Let c be some coefficient in the product. Let the 3 primes be p1, p2, p3, and NTT's modulo them give
Let P = p1p2p3,
, 
.
Then, we have to compute:
Here P > 264. How do you find this without using bigint ?
Garner Algorithm
How about this. You group log(sqrt(MOD)) digits together to form only 2 groups and use long double. I haven't yet encountered any precision problem using this method. Also there is karatsuba which can be used to solve both of the problems you mentioned within the time limit.
I am sorry, but I fail to understand this workaround.
Please explain a bit more.
I don't mind the downvotes but do explain the reason.
https://cp-algorithms.com/algebra/fft.html#toc-tgt-7
Ahh!
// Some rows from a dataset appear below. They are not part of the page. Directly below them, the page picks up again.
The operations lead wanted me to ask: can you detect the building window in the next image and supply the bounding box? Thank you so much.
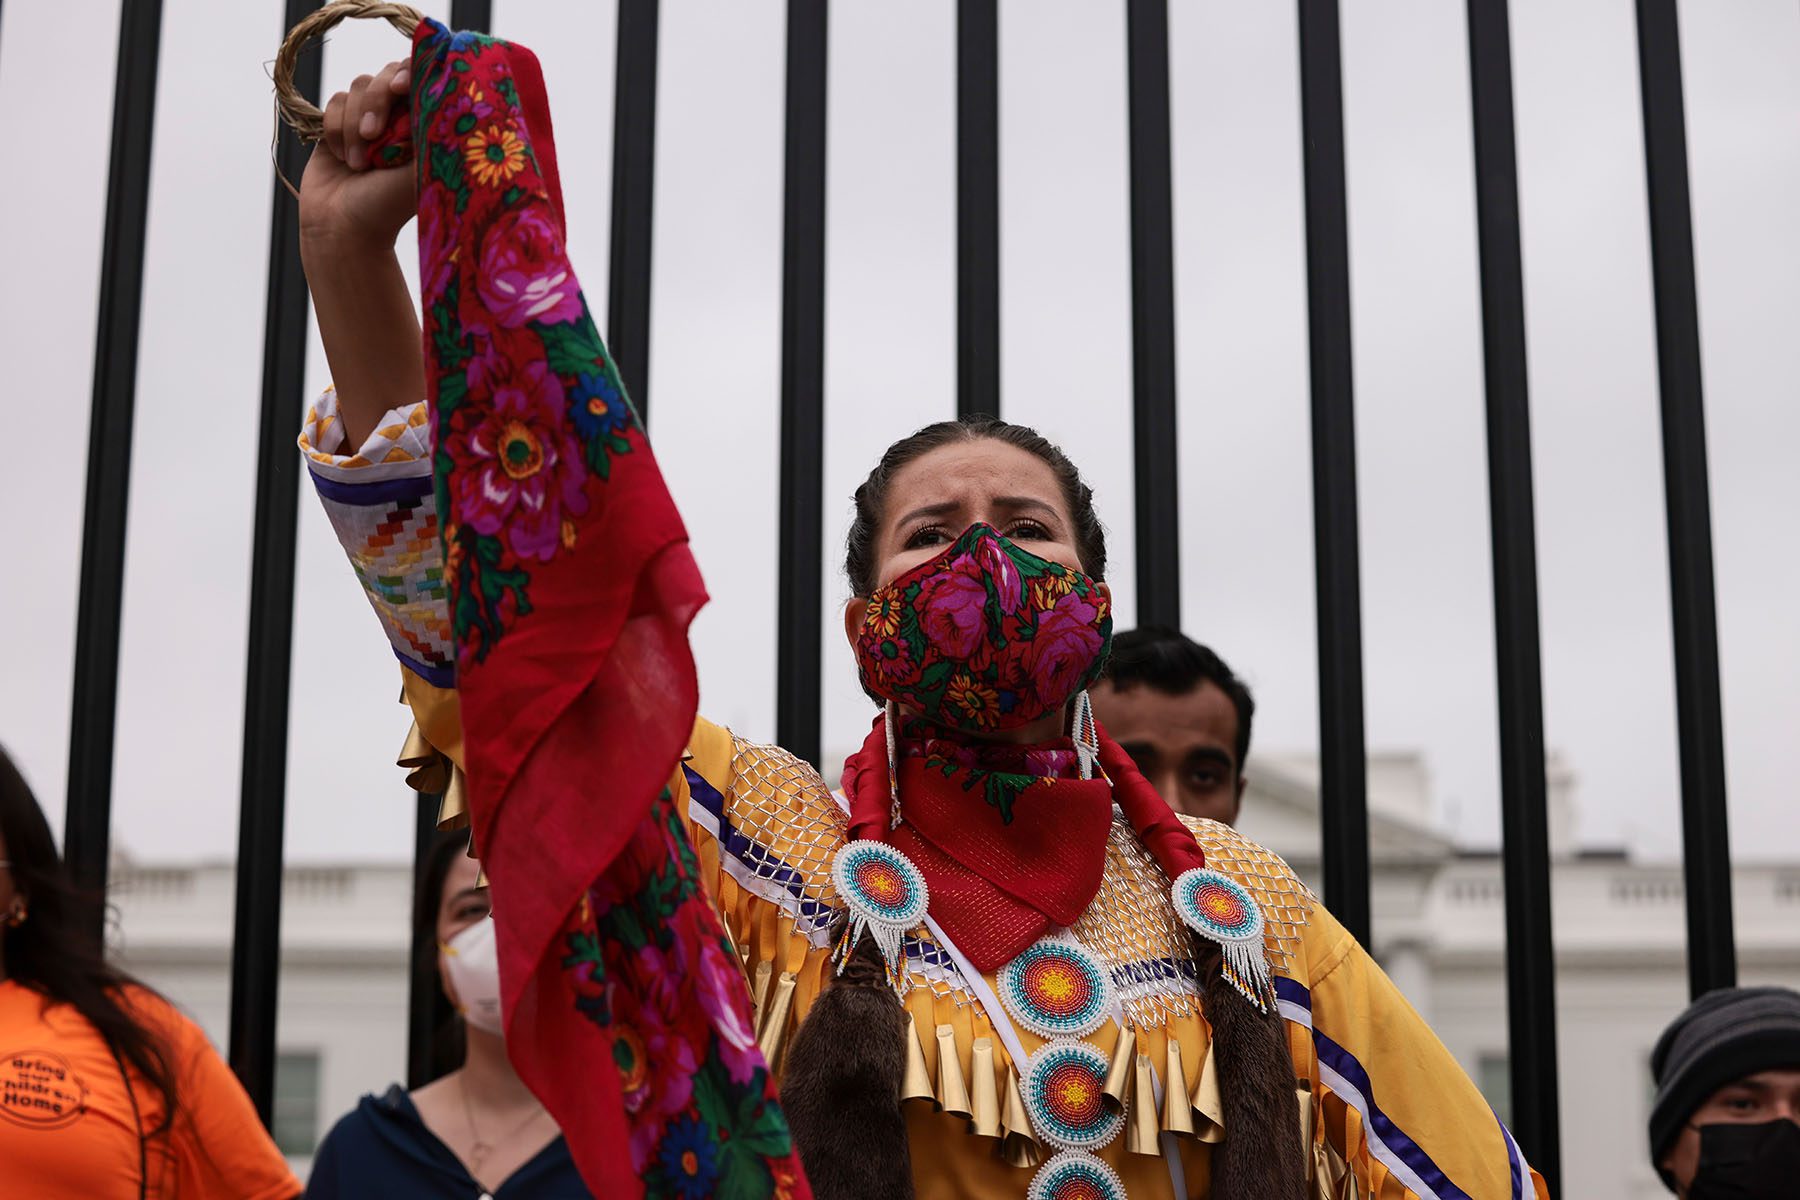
[272,1051,321,1157]
[1477,1053,1511,1127]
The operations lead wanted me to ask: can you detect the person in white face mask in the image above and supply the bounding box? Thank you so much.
[306,830,594,1199]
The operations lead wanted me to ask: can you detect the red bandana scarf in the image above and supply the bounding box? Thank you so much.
[842,713,1206,973]
[368,20,808,1200]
Thanks for replying. It does make perfect sense now, if I understood the paragraph in the right way.
Right. It can be anything but the probability for precision error is the least when it is set to sqrt(M).
How about using NTT with a really large modulo (around 2^100) and use logarithmic multiplication with the Fourier transforms? (that would be a greater pain when
__int128is not supported).Karatsuba?
I know how to deal with it when you like complex numbers. Precision errors in FFT happen because you write it in a wrong way. The problem is when you're counting pw -- you count x^k like that: x^(k-1) * x. If you use cos and sin every time than it will be a slow solution but working fine. The right way to do it is to count x^k like that: x^(2^k_0)*x^(2^(k_i))*... where each of x^(2^k) you precalculate before just by calling cos and sin. When you want to count A * B % mod, you just to say that A_i = (a1_i + a2_i * BASE), and make 4 FFT (I guess you can decrease this number). As far as I know everything fitting in long long doesn't give you a precision error.
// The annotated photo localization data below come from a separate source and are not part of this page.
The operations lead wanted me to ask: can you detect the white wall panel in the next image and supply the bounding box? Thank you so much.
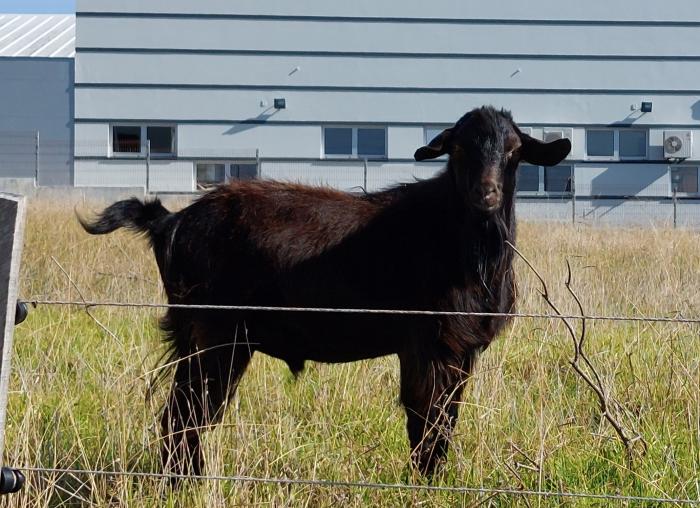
[76,53,700,92]
[76,18,700,57]
[75,88,700,126]
[76,0,700,23]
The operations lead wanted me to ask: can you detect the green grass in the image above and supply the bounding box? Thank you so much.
[3,201,700,506]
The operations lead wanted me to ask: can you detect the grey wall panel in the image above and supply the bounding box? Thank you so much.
[74,88,700,126]
[74,159,194,191]
[75,53,700,92]
[0,59,73,185]
[76,17,700,57]
[76,0,700,23]
[574,164,670,197]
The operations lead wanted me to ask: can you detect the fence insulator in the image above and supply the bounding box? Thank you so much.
[0,467,24,495]
[14,302,28,326]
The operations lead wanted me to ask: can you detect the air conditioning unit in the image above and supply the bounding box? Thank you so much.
[663,130,692,159]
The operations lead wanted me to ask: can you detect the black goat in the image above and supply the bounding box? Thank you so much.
[79,106,571,478]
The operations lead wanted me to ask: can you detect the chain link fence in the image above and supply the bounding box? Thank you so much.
[1,135,699,228]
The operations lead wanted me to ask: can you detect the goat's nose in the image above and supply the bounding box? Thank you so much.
[482,186,499,206]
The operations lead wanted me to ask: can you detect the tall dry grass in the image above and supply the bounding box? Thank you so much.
[3,200,699,506]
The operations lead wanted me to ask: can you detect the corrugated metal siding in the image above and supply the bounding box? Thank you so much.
[0,14,75,58]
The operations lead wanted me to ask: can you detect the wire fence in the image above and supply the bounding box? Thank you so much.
[21,298,700,325]
[12,297,700,503]
[19,466,700,505]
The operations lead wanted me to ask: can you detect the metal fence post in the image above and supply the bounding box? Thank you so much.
[0,193,27,494]
[672,186,678,229]
[256,149,260,179]
[363,158,368,192]
[145,140,151,194]
[571,167,576,224]
[34,131,39,187]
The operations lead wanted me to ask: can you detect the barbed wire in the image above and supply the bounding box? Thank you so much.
[20,466,700,504]
[21,298,700,324]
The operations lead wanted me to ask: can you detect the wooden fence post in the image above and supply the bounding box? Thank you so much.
[0,193,27,494]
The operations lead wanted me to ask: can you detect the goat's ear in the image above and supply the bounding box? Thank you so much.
[414,128,453,161]
[519,132,572,167]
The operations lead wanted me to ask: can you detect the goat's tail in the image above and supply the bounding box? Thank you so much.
[77,197,171,237]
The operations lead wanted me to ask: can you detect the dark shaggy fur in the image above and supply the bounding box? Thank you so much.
[79,106,571,478]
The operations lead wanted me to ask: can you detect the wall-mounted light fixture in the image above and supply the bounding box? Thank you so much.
[274,98,286,109]
[641,101,653,113]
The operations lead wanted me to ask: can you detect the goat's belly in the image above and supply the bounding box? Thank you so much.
[249,313,433,363]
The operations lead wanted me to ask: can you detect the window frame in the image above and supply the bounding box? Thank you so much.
[670,166,700,197]
[543,164,574,195]
[146,125,177,157]
[322,125,387,160]
[515,164,543,195]
[109,124,177,158]
[194,160,259,189]
[585,128,648,161]
[618,129,648,161]
[585,129,616,161]
[516,164,574,197]
[110,124,143,158]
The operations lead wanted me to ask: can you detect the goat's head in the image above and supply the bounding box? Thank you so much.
[414,106,571,215]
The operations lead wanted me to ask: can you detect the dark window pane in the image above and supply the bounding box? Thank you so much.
[113,126,141,153]
[147,126,174,154]
[619,130,646,158]
[196,163,226,185]
[586,130,614,157]
[672,167,698,193]
[231,163,257,180]
[324,128,352,155]
[357,128,386,157]
[545,165,572,192]
[517,164,540,192]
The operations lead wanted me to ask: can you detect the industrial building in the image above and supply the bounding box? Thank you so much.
[1,1,700,225]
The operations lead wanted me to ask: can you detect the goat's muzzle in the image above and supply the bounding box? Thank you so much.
[472,182,503,213]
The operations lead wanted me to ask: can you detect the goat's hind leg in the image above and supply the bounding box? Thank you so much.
[160,324,253,479]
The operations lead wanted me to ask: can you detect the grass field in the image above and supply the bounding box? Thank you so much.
[3,201,700,506]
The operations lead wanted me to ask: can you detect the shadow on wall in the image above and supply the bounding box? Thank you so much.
[692,101,700,121]
[588,166,667,197]
[224,108,279,136]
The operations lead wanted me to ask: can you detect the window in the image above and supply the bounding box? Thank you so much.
[112,126,141,153]
[517,164,540,192]
[545,165,572,193]
[517,164,573,195]
[324,128,353,156]
[671,167,699,194]
[196,161,258,188]
[358,128,386,157]
[323,126,387,159]
[586,130,615,157]
[111,124,176,156]
[618,130,647,158]
[147,126,175,155]
[586,129,647,160]
[196,163,226,186]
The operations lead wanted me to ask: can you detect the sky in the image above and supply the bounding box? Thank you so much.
[0,0,75,13]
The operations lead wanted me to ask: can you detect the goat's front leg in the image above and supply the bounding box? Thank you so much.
[399,351,475,477]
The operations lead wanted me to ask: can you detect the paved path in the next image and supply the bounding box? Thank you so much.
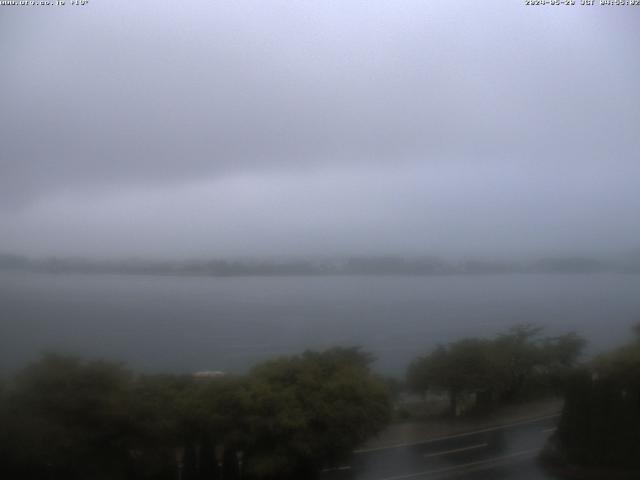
[361,398,562,450]
[321,414,560,480]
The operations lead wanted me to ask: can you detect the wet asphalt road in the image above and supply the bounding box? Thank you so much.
[321,415,561,480]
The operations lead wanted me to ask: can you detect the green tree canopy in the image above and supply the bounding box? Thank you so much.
[2,354,133,479]
[243,347,391,479]
[0,348,392,480]
[408,325,585,415]
[552,326,640,472]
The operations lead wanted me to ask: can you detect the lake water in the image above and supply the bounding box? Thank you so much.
[1,272,638,376]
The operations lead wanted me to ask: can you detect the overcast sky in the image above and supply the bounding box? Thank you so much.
[1,1,639,259]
Thanks for your reply! However, I can't understand your workarounds :/ As I understand, we need O(lgN) time for calculating sin(x), which will be slower than default function.
He wanted to point out that using k multiplications to compute xk would add up rounding errors k times, but using repeated squaring would use only O(log k) multiplications and, thus, the rounding error would be orders of magnitude smaller. To suppress the extra log k time complexity factor I propose using memoization or computing the array p[i] = xi by means of dynamic programming (making sure to use the repeated squaring recurrence).
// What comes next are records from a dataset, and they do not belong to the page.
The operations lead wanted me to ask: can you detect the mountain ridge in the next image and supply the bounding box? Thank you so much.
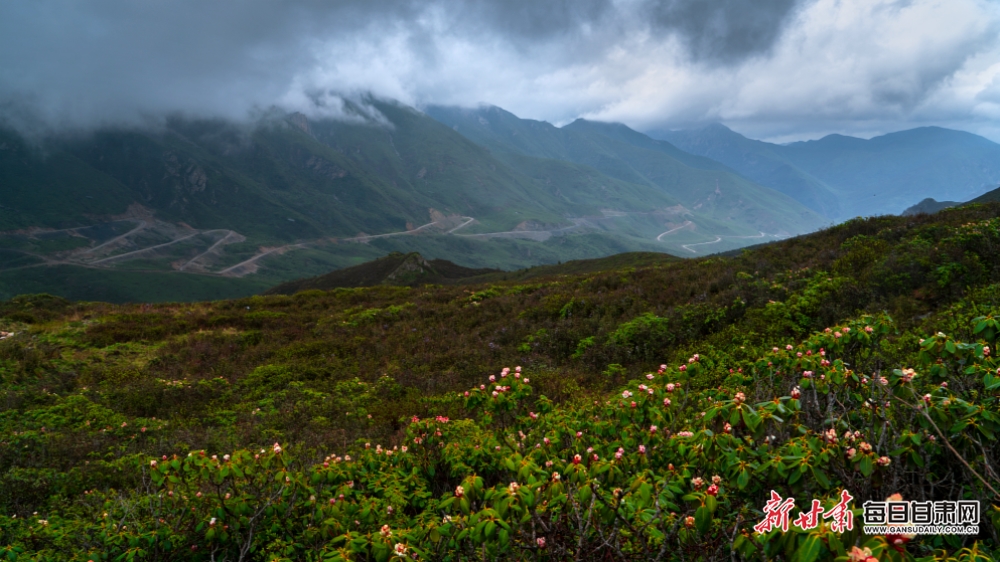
[653,123,1000,220]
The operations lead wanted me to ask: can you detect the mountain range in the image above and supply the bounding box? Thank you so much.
[3,97,999,303]
[0,99,821,302]
[654,123,1000,220]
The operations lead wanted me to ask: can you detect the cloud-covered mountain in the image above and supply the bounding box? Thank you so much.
[0,98,822,302]
[2,1,999,142]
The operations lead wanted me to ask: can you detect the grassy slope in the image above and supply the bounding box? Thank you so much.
[1,202,998,443]
[969,185,1000,203]
[265,250,679,294]
[265,251,502,294]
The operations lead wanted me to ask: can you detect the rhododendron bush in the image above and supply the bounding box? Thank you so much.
[2,312,998,561]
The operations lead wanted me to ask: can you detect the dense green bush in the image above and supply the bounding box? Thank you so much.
[1,312,998,560]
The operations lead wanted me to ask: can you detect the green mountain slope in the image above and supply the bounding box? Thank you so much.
[653,123,842,217]
[426,105,824,236]
[900,184,1000,216]
[901,197,960,216]
[969,185,1000,203]
[4,101,691,238]
[265,251,501,293]
[266,250,679,294]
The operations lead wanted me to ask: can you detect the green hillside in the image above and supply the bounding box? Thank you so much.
[426,105,824,236]
[969,185,1000,204]
[266,250,679,294]
[901,198,960,216]
[265,251,502,294]
[2,202,1000,559]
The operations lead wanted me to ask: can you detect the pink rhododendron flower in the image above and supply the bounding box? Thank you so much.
[849,546,877,562]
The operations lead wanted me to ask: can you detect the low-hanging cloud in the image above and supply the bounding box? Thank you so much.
[1,0,998,141]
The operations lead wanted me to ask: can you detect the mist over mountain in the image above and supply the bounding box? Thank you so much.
[0,98,825,302]
[655,123,1000,220]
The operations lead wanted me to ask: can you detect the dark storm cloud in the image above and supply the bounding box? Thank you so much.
[0,0,997,141]
[647,0,800,63]
[0,0,419,131]
[0,0,801,130]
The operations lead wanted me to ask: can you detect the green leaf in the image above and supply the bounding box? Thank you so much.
[794,535,823,562]
[826,532,845,556]
[789,467,803,485]
[859,455,873,477]
[737,469,750,490]
[705,495,718,513]
[694,505,711,533]
[810,467,831,489]
[741,408,761,432]
[485,521,496,539]
[977,424,995,440]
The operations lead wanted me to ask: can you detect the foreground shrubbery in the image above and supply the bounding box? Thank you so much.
[2,310,998,561]
[4,206,1000,560]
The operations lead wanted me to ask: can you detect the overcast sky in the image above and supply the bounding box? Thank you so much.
[2,0,999,142]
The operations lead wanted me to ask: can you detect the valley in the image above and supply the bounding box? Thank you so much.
[1,99,822,302]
Now, my question for -XraY- goes as follows — did you do some testing regarding these precision issues?
Well, I don't really understand why your current score is -10 but you seem to be right. The easiest way is just change the line "pw *= ang;". You need to precalculate pw = {cos(..), sin(..)} and there would not be any precision troubles. To do that you can notice that pw is always a power of some primitive root. But using cos and sin and looking into array every time is a slow solution. So here comes a cool hack from Enot: you can put all your pws into one array and count them using only log(n) calls of cos and sin, so that there would not be any cache problem. Here is my code (Enot's looks similar): http://pastebin.com/iEXmyHvs
P.s. Yes, we tested our solutions. I don't know any solution faster or more precise. The best test is just multiplying big array of 10^k on itself. I get some troubles with this solution only when long long could not contain the result. Random array works much better.)
That makes things clear :D Thanks for your reply!
I've tested my code by multiplying two different polynomials. It worked when the result is under 10^14, but it didn't worked in 10^15. I changed double to long double, but still the change was insignificant. This sounds enough, since that accuracy is sufficient to solve above two problems I mentioned :D
pw is always a
root of unity. So, you just have to precompute n roots of unity using n calls to cos and sin. So, the precomputation requires O(n*log(n)) time, which should work fine.
Well written FFT has an error that depends mainly on the magnitude of numbers in the answer, so it works if the resulting polynomial doesn't have numbers bigger than $$$10^{15}$$$ for doubles and $$$10^{18}$$$ for long doubles. You can measure the error by finding max of $$$abs(x - llround(x))$$$ over all $$$x$$$ in the answer. If it's smaller than $$$0.2$$$, you're good and rounding will be fine.